Luís Montenegro colocou um fim no regime excecional que permitia a um estrangeiro entrar em Portugal e só depois pedir autorização de residência. O regime especial para os países CPLP será reforçado, ao mesmo que o Governo tenta promover um sistema eficaz para os que querem entrar em Portugal mas também musculado na fiscalização e no combate aos abusos.

A cinco dias das eleições para o Parlamento Europeu, o Governo apresentou as 41 medidas que formam o Plano de Ação para as Migrações – e onde avulta o fim do regime excecional que permitia a um estrangeiro entrar em Portugal e só depois pedir autorização de residência. O sistema, criado pelo anterior governo em outubro de 2022 – conhecido por visto para procura de trabalho – é considerado pelo Executivo de Luís Montenegro como o principal causador da desorganização em que caiu o acolhimento de imigrantes em Portugal e causador de um desequilíbrio entre oferta e procura que vai contra as necessidades internas de imigrantes mas também contra a dignidade de que procura o país para encontrar uma nova vida.

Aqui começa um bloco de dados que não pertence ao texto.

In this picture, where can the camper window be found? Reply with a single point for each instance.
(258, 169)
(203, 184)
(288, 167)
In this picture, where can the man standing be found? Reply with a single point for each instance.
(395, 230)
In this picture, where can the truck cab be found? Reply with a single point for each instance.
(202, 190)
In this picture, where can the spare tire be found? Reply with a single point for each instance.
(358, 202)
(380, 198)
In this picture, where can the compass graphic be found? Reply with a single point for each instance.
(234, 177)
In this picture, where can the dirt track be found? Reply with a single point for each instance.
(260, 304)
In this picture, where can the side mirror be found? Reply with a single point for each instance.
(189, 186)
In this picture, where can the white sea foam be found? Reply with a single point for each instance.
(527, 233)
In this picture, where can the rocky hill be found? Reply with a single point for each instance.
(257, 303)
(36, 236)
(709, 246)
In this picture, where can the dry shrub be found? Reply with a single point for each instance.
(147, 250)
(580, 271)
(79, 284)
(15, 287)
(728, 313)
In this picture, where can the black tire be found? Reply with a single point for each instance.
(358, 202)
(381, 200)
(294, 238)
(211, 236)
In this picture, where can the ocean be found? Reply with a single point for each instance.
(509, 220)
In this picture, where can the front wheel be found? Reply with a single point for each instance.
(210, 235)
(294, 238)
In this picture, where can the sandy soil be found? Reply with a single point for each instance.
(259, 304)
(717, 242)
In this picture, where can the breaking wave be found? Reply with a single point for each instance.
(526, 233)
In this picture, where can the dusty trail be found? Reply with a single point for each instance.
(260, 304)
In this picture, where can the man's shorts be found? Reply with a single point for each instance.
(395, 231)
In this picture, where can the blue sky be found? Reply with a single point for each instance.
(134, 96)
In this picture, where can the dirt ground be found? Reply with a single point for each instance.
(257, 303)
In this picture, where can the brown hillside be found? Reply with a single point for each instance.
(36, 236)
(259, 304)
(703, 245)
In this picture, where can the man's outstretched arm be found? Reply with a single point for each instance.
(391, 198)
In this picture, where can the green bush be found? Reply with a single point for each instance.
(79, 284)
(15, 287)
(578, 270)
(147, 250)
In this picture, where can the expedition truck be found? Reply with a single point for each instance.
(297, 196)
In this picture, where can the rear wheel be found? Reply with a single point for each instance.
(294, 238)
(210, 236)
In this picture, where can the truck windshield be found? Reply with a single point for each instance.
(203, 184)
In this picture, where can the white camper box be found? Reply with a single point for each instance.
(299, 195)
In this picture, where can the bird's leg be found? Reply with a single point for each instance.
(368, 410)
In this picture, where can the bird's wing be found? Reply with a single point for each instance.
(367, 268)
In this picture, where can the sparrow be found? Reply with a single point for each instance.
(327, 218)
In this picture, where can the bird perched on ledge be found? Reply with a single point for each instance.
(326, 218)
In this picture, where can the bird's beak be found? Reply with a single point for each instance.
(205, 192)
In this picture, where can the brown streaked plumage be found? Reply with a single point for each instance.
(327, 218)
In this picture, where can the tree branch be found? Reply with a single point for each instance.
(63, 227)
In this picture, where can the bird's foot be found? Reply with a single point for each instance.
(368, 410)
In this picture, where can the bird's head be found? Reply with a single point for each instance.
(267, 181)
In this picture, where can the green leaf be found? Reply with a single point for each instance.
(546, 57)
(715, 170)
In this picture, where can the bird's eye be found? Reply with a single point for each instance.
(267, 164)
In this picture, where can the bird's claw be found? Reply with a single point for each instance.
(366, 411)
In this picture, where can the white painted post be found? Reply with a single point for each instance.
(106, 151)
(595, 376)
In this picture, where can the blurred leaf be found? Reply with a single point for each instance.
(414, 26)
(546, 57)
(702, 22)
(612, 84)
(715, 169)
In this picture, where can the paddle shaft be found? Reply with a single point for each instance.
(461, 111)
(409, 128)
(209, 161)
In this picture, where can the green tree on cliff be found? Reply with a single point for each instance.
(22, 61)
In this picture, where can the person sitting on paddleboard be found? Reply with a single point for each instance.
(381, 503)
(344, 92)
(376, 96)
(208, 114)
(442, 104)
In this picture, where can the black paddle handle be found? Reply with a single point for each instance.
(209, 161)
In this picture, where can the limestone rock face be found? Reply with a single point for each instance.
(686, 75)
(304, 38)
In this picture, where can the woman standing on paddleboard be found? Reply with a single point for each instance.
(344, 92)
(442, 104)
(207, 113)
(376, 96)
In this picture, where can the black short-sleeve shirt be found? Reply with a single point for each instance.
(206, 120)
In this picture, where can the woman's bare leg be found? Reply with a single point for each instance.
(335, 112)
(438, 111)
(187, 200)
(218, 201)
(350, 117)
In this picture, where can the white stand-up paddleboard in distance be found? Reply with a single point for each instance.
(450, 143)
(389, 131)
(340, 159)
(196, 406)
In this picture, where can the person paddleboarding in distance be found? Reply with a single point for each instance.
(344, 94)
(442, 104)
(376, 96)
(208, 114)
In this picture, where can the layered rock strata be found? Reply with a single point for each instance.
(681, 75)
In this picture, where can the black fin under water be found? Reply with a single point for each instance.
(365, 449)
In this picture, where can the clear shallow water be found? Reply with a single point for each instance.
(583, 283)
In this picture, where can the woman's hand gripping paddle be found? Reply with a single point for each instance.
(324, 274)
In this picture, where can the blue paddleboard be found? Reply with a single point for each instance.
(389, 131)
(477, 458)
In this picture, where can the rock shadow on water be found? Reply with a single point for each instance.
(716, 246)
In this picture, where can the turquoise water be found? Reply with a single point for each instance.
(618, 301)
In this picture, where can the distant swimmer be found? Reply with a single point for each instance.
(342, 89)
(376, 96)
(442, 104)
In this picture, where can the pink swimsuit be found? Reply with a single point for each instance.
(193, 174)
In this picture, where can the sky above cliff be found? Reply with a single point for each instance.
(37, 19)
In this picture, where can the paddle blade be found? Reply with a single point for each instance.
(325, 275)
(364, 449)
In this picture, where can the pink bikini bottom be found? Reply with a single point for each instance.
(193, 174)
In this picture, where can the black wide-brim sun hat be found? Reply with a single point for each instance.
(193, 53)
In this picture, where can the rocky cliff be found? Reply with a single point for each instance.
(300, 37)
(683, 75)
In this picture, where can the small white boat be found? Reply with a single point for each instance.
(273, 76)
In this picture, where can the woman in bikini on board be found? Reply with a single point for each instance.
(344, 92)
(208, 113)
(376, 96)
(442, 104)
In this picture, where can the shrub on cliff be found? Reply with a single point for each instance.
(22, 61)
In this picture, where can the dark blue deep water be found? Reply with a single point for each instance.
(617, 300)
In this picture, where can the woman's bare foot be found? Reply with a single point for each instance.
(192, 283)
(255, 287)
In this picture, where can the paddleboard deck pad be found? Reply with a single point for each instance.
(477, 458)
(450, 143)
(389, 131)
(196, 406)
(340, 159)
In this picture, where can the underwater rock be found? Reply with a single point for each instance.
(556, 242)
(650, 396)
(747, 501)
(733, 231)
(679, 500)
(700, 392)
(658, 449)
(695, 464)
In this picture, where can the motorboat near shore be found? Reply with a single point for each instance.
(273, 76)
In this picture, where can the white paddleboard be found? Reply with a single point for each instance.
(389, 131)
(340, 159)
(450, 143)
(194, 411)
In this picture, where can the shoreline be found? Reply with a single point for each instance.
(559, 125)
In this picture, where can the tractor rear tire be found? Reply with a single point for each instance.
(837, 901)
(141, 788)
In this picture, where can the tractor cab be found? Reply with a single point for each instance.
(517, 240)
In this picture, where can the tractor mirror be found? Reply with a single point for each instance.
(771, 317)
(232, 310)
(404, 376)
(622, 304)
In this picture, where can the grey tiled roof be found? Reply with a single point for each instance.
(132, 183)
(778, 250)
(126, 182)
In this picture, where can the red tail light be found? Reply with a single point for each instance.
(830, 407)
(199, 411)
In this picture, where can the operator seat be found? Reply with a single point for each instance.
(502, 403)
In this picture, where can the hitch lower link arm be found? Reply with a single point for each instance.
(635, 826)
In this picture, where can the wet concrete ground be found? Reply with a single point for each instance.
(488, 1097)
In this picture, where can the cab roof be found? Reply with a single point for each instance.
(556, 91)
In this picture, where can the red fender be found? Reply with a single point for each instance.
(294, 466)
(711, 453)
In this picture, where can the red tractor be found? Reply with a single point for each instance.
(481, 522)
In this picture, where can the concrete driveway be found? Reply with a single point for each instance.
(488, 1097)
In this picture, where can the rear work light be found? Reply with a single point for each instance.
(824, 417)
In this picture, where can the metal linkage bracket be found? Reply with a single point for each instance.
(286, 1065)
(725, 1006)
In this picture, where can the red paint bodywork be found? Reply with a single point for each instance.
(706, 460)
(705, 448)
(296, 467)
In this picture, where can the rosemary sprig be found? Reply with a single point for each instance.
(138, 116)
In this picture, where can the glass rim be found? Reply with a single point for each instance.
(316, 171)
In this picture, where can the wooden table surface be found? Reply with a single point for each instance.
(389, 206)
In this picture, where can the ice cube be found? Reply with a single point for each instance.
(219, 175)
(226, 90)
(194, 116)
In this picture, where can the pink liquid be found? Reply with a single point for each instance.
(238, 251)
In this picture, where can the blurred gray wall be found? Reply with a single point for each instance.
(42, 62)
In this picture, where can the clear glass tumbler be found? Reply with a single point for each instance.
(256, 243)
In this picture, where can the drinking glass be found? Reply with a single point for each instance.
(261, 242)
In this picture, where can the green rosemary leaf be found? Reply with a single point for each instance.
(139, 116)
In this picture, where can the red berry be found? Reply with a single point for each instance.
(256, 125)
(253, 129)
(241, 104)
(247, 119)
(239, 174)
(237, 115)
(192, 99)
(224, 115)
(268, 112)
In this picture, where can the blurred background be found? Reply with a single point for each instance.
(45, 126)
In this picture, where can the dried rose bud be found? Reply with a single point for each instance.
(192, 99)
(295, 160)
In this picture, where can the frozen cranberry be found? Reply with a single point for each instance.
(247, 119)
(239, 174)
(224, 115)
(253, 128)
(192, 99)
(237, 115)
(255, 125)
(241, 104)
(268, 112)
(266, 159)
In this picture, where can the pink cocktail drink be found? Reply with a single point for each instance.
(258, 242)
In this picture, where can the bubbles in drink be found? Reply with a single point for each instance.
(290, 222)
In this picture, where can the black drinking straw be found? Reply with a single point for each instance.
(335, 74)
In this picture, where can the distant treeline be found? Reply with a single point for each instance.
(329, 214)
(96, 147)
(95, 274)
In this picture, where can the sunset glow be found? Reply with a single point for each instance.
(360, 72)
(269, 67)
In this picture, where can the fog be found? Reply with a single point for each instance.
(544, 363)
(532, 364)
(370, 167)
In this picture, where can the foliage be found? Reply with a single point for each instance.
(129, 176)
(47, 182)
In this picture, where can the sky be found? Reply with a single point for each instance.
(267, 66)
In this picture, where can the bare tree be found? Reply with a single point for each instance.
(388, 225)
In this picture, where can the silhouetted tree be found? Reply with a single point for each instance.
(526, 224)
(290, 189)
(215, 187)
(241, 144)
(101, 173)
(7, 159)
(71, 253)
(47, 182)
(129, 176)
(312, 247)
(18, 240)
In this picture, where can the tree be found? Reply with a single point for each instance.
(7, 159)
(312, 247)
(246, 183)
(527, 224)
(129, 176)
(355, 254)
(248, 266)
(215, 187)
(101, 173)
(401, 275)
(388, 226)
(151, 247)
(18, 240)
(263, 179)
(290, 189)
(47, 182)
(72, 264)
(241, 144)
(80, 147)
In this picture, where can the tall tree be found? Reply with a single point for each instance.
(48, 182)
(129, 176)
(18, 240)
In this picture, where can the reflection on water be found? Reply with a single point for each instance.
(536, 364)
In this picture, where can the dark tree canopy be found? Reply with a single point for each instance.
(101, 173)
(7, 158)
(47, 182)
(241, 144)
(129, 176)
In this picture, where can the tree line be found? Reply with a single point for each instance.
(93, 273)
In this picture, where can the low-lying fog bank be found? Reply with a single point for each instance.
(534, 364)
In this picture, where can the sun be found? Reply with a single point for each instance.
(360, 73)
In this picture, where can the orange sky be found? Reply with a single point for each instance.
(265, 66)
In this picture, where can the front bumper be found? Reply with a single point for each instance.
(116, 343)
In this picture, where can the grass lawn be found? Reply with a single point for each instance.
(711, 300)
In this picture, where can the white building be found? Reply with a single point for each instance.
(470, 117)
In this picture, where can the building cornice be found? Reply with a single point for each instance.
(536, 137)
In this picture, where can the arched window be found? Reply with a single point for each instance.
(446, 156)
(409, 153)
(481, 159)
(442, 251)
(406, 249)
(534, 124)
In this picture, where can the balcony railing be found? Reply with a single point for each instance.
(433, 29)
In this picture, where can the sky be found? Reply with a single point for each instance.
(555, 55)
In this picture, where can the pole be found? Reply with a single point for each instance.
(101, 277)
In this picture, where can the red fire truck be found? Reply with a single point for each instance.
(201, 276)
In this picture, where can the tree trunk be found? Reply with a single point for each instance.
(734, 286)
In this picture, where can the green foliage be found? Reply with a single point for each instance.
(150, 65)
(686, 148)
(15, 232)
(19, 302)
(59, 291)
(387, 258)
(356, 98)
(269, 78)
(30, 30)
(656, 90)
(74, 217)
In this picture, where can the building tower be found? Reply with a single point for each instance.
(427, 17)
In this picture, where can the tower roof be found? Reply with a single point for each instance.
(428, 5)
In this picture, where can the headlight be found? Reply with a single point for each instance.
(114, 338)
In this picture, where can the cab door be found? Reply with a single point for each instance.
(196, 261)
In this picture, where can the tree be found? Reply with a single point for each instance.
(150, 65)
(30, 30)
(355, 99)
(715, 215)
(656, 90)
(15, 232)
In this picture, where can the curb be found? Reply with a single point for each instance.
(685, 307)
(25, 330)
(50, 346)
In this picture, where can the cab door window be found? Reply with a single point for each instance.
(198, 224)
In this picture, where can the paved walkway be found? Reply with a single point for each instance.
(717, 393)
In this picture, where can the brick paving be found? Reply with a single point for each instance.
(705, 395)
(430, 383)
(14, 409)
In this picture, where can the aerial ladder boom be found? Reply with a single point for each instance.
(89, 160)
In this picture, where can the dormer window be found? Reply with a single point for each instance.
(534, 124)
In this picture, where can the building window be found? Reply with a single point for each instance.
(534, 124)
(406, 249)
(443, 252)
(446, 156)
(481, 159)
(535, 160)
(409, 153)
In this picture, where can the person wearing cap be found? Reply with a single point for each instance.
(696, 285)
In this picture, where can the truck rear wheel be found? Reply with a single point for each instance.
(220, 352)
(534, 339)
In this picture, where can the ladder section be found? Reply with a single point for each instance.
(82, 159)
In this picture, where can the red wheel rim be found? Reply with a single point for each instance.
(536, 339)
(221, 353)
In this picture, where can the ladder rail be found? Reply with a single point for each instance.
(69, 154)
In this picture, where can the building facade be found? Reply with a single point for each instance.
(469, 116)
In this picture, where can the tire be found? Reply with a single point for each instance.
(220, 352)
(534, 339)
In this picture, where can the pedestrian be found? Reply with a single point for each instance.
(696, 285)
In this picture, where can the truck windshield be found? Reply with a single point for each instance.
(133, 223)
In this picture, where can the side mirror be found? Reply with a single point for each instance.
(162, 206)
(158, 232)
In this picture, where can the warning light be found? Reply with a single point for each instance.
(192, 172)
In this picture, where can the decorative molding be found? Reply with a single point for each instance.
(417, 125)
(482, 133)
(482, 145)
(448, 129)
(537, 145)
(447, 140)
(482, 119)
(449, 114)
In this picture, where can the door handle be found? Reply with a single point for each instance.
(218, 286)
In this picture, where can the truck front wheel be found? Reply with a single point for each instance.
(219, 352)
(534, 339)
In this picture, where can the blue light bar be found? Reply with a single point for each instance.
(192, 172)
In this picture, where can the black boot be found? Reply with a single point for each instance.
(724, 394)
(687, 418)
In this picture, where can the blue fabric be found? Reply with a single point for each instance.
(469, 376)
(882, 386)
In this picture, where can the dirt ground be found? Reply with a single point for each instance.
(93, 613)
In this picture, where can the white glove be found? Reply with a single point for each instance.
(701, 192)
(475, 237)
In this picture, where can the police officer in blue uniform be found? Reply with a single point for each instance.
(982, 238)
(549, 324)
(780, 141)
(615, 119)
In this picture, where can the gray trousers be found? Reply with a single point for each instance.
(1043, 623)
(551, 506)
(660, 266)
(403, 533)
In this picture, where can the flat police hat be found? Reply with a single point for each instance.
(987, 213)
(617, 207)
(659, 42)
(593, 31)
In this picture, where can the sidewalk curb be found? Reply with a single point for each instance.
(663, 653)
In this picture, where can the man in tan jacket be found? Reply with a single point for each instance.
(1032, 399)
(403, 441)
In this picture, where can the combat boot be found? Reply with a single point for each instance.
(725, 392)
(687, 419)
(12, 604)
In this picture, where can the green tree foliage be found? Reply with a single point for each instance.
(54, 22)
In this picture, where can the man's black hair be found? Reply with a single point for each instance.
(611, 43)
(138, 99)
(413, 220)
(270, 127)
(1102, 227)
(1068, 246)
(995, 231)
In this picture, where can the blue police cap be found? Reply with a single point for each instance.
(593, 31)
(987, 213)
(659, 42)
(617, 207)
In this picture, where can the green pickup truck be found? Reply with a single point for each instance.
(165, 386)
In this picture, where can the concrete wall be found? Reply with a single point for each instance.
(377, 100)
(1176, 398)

O plano ontem aprovado inclui a criação de uma “estrutura de missão, com recursos humanos, materiais e financeiros adicionais, viabilizados por medidas extraordinárias de contratação, que integre funcionários da AIMA, inspetores do ex-SEF (Serviço de Estrangeiros e Fronteiras) e outros profissionais a recrutar”. À nova estrutura caberá a responsabilidade pela “apreciação expedita dos pedidos” e um reforço do atendimento presencial para resolver as pendências existentes. Como enfatizou o primeiro-ministro na apresentação do documento – depois detalhado pelo ministro da Presidência, António Leitão Amaro – “não ter resposta é muitas vezes pior que ter um ‘não’ como resposta”.

Neste contexto, o plano prevê a “intervenção urgente nas infraestruturas, sistemas informáticos e bases de dados do controlo de fronteiras existentes”, a recuperação do atraso na implementação dos novos sistemas de controlo de fronteiras (‘smart borders’) e um “sistema de atração de capital humano”, que inclui a colaboração com “confederações e associações empresariais” para trazer trabalhadores necessários para o tecido económico português, embora sem nunca referir qualquer política de quotas.

O Governo anunciou ainda a criação de uma Unidade de Estrangeiros e Fronteiras (UEF) na PSP para fiscalizar a presença de imigrantes e criar centros de atendimento de emergência. No Plano pode ler-se que é criada “a Unidade de Estrangeiros e Fronteiras (UEF) na PSP, atribuindo-lhe as competências do controlo de fronteira, de retorno (hoje na AIMA) e de fiscalização no território nacional”.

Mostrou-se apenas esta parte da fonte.